Commentary

Snapchat's $486M Round Should Have Marketers Attempting To Crack The 'Dark Social' Code

Snapchat was supposed to be dead by 2013, or by 2014 at the latest. Either way, it was supposed to be long forgotten by 2015 -- especially after it turned down a multi-billion-dollar offer from Facebook.

Instead, the photo messaging app rang in 2015 with a fresh $486 million.

A regulatory filing appeared on New Year’s Eve revealing that Snapchat has raised $486 million from undisclosed investors. It’s a major round of funding for the major enigma.

Snapchat rose side-by-side with “real-time marketing” via social media, but rarely does one see a “Real-Time Marketing [Fail or Win]” headline involving Snapchat. Some ingredients, however, are in place.

“Real-time marketing” typically involves a live event, and Snapchat has done a fair amount to incorporate major pop culture happenings inside its app; the timeline is currently inundated with New Years and college football stories, for example.

Snapchat is also “dark social” epitomized, and “dark social” -- the sharing of content behind doors (i.e. email, SMS, forum posts, Snapchat) -- is on the rise. Recent reports found that “dark social” accounts for as much as 70% of social sharing, though consumers believe they share 32% of their content in the “dark” -- indicating a divide between what consumers think and how they behave.
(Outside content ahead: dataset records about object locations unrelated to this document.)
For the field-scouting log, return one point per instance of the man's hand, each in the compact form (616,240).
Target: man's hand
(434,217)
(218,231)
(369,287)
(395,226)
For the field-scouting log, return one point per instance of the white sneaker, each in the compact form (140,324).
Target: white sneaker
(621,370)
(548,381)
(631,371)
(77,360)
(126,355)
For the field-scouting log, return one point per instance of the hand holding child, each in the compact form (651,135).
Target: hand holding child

And while Snapchat has some real-time marketing ingredients already in place, “dark social” and real-time marketing do not seem to mesh. Dark social is about private or anonymized sharing; real-time marketing is in your face, begging to be publicly shared and talked about. Dark social lends itself to honesty; real-time marketing is canned and guarded. These factors, combined with a lack of sharing, favoriting or saving options within Snapchat, have potentially held the app back from being a real-time marketing magnet.

Yet the nearly half-billion round of funding -- which the Financial Times reports values the company at $10 billion -- suggests Snapchat’s story is far from over. If marketers can crack the dark social code, 2015 may be Snapchat’s time in the social sun.